Increased expression of RAGE has been associated with the promotion of neuroinflammation in the main brain injuries, downstream HMGB1 release and NF-κB pathway activation [36]. Such a positive feedback loop of neuroinflammation may be blocked by intervention with antagonist of RAGE or the release of a truncated soluble form of RAGE (sRAGE) which may act as a decoy receptor to mitigate the inherent consequences of the inflammatory cascade. sRAGE is released upon brain injury [12], either secreted by astrocytes or monocytes [63] or from the cleavage of the membrane-bound RAGE [64]. sRAGE can scavenge extracellular and circulating DAMPs thus preventing their refilling into the brain [61] and reduce brain lesion progression [12][37][65]. The protective effect of recombinant sRAGE in cerebral parenchyma has been recently depicted in an animal model of SAH [65]. Although the characteristics of sRAGE sound interesting for clinical objectives, it has been little studied in brain injuries, with inconsistent results for outcomes such as in acute IS [66], or aSAH [31][67]. These discrepencies in data may result from different types of sRAGE studied and timing of measurements.

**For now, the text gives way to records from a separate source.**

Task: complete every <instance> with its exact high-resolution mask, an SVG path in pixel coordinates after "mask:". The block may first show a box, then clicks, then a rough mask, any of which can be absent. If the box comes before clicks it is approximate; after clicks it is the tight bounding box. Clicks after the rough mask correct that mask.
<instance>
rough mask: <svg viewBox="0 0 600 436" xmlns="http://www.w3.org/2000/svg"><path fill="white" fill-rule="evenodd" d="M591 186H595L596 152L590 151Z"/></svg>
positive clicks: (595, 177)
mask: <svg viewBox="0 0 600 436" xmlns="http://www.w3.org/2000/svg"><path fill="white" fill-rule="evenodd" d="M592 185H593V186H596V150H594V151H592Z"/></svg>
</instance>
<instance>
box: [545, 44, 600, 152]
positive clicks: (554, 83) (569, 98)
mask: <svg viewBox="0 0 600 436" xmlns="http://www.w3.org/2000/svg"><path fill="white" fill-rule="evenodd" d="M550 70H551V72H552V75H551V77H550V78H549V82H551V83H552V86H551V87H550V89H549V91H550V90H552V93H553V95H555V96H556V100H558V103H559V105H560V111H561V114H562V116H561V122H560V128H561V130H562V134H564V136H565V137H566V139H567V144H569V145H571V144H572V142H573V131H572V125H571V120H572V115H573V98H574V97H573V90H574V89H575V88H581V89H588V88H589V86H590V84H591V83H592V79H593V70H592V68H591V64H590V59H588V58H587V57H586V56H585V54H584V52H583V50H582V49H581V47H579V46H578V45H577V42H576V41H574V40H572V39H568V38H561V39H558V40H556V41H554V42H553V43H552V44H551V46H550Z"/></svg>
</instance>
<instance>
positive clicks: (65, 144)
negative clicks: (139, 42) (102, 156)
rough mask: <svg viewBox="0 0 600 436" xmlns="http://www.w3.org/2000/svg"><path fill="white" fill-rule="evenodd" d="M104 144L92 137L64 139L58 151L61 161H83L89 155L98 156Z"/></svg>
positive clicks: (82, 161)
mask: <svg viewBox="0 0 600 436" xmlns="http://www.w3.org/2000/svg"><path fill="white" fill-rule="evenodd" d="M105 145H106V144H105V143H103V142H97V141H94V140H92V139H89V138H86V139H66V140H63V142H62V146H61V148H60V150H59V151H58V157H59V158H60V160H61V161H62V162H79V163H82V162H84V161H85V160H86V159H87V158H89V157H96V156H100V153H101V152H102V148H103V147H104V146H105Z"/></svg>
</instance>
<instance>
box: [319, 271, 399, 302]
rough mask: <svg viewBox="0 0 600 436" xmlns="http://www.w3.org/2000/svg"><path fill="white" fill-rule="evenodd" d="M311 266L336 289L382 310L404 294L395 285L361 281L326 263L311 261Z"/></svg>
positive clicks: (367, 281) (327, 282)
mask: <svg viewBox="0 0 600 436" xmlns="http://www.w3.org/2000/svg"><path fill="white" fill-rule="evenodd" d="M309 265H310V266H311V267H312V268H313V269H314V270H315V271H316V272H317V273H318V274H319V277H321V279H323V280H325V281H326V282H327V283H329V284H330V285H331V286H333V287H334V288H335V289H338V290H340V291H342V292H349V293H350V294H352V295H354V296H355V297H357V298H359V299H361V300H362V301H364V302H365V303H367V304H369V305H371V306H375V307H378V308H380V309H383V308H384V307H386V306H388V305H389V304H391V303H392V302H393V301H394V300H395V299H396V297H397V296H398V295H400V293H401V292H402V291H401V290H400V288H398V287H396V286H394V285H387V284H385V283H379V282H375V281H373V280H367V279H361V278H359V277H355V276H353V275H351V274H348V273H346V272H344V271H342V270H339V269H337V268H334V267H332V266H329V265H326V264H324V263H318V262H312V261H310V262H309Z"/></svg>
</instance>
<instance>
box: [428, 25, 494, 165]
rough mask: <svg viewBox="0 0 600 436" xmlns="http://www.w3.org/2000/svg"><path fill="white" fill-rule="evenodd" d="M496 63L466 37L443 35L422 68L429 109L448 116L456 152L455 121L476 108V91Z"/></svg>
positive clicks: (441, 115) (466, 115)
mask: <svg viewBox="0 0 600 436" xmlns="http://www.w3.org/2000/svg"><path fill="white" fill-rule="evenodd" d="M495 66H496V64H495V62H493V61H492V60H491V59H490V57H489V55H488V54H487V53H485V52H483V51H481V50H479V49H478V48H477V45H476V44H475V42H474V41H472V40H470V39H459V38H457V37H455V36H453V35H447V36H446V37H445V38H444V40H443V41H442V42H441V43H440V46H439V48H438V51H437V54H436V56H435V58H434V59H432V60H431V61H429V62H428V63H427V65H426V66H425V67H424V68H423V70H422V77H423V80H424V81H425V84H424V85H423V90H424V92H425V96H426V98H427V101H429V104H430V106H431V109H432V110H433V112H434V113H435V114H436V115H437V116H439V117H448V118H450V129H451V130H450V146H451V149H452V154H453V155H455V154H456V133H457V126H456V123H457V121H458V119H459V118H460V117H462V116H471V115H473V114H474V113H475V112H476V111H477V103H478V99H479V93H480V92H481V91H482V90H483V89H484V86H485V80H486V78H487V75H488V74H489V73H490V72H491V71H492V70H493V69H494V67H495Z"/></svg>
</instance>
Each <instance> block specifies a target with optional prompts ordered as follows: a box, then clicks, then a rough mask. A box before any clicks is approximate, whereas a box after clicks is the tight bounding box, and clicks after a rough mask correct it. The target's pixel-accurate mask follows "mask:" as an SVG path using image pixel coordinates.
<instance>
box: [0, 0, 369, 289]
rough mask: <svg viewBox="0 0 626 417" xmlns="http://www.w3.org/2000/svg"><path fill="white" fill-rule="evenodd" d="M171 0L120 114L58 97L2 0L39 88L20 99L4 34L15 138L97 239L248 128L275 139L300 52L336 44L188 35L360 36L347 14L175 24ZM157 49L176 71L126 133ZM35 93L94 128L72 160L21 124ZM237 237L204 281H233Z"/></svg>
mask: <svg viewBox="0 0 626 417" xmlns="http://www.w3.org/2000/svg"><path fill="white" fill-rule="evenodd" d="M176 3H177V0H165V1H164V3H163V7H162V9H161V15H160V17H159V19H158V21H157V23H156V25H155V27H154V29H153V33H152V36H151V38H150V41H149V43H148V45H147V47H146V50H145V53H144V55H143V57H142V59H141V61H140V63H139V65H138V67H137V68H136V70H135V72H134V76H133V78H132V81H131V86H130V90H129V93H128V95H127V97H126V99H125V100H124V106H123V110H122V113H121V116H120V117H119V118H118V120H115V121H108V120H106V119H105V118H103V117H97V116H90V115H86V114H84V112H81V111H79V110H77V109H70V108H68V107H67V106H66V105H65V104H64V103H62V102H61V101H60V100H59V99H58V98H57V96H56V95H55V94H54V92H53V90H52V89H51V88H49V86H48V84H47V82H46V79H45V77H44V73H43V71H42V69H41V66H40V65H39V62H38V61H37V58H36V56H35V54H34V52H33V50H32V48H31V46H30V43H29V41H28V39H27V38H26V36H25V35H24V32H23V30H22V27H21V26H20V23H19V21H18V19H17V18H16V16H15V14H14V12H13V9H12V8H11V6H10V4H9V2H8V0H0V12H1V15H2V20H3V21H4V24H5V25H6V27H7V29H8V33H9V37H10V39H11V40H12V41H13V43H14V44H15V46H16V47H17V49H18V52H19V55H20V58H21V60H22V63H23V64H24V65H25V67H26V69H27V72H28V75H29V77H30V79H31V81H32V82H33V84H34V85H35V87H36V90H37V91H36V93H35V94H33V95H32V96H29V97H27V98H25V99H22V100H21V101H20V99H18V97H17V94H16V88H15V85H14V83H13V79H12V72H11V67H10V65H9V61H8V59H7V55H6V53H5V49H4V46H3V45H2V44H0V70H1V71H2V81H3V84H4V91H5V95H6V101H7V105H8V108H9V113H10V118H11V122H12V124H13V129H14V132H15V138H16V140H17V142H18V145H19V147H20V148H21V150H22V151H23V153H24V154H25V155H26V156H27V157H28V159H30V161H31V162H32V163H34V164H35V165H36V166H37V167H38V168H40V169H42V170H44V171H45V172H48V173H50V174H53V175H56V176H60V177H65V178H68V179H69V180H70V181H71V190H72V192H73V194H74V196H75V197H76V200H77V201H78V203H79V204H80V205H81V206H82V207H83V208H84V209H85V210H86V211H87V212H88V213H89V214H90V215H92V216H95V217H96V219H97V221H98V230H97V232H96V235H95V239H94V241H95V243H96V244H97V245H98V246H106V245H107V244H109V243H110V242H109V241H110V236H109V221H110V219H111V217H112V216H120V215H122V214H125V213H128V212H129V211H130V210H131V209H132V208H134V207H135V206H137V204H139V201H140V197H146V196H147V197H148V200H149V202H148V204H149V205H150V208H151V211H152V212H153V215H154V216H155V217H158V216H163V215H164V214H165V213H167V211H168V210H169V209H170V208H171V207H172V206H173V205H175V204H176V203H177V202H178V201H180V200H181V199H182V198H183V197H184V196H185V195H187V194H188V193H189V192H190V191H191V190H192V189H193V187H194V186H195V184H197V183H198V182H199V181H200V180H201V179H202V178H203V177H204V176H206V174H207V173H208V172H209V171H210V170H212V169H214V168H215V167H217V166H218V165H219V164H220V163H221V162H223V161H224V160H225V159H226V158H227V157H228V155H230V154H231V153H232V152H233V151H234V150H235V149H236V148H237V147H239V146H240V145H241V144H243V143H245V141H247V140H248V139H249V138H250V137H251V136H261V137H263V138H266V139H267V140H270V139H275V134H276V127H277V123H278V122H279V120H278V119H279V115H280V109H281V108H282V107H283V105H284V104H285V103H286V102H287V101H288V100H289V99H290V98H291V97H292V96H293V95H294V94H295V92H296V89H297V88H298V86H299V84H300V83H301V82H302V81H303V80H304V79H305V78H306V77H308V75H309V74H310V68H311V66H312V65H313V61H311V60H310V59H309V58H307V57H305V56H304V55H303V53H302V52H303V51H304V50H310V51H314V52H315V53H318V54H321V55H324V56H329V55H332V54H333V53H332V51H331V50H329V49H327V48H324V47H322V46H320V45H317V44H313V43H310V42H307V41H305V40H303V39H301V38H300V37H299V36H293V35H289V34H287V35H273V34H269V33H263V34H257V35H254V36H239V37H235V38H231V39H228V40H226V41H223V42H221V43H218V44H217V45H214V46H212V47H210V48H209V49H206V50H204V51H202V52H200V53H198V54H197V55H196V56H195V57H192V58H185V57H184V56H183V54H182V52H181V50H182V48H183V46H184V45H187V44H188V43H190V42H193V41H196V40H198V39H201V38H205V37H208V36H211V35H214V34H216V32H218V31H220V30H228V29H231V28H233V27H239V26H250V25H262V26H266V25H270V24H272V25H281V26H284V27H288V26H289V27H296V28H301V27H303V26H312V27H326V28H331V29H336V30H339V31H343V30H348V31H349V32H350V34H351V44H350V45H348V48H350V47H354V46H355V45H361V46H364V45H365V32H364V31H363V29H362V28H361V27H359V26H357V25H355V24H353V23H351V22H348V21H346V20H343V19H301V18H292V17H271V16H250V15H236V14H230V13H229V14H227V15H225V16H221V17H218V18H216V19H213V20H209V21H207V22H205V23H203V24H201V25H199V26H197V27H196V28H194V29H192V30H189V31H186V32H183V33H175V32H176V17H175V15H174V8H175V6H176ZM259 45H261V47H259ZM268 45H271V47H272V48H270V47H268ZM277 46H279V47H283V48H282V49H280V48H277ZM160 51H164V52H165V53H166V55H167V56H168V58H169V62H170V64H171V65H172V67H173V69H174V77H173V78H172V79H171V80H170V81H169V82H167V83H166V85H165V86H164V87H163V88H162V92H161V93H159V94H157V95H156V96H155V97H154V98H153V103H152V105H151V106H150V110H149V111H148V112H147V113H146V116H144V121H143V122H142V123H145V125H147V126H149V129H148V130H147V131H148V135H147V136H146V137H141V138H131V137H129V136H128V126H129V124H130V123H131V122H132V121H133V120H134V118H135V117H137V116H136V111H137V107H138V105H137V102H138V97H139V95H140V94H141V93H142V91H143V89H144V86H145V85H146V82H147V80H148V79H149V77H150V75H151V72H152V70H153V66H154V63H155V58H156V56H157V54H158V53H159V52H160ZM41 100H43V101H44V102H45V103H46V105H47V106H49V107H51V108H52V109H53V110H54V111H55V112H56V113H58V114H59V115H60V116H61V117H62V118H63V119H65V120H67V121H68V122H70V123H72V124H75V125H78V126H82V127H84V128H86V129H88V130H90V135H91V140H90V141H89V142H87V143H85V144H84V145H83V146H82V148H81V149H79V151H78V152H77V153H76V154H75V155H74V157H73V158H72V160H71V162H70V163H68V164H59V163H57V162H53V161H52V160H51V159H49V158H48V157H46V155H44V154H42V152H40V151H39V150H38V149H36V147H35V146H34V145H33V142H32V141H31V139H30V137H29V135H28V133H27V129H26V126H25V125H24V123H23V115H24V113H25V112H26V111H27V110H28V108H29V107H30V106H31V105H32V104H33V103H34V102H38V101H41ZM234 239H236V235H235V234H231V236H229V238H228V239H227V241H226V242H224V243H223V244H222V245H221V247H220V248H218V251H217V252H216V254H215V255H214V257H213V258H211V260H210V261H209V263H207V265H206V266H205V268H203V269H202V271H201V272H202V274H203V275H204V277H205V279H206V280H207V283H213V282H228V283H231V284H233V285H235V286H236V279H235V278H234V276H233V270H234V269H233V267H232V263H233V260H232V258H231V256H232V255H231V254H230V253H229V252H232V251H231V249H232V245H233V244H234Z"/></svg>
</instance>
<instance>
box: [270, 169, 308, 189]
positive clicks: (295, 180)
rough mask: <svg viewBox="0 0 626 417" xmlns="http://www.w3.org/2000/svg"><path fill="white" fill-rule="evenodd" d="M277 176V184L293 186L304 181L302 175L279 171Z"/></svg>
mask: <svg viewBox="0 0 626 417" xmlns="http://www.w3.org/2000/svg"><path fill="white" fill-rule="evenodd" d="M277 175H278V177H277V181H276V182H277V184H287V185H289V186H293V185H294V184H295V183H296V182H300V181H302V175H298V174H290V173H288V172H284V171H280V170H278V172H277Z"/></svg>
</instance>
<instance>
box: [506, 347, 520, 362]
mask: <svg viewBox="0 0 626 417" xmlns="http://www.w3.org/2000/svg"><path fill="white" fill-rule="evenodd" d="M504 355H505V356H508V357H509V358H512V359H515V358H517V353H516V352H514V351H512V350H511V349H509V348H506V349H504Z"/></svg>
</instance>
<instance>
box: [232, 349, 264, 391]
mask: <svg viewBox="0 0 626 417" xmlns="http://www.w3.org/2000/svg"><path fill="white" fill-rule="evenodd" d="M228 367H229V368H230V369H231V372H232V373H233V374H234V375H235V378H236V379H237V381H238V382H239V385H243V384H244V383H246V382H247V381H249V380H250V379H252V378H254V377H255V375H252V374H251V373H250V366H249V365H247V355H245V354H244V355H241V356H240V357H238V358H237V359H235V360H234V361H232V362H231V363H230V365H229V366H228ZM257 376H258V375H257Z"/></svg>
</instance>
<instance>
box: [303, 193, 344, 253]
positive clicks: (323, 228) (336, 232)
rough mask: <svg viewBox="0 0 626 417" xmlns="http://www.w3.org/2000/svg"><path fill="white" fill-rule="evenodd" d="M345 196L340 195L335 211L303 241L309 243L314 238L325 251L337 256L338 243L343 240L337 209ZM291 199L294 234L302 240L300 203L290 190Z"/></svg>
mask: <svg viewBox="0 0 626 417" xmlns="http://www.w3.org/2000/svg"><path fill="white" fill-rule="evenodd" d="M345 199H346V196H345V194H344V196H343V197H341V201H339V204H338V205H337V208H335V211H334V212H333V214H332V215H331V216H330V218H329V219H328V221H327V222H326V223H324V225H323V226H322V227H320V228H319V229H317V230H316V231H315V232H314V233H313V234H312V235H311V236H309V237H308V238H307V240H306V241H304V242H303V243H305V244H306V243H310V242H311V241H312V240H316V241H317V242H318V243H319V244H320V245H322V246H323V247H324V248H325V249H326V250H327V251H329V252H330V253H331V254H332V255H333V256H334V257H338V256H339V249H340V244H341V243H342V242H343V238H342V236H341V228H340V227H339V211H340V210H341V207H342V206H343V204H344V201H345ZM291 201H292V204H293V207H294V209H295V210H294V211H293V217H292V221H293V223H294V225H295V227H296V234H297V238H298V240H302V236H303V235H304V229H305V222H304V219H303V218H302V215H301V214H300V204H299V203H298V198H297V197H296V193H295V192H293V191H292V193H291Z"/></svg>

We can speculate that the plasma level of sRAGE may be either positively associated with the intensity of injury, or negatively because of the consumption by its ligants (i.e., HMGB1 or S100B) possibly reflecting the healing process. Sometimes differences in plasma sRAGE may result from previous patient conditions such as diabetes or renal dysfunction [68]. In such a complex context it might be particularly interesting to combine more than one of these biomarker measurements to characterize the entire process.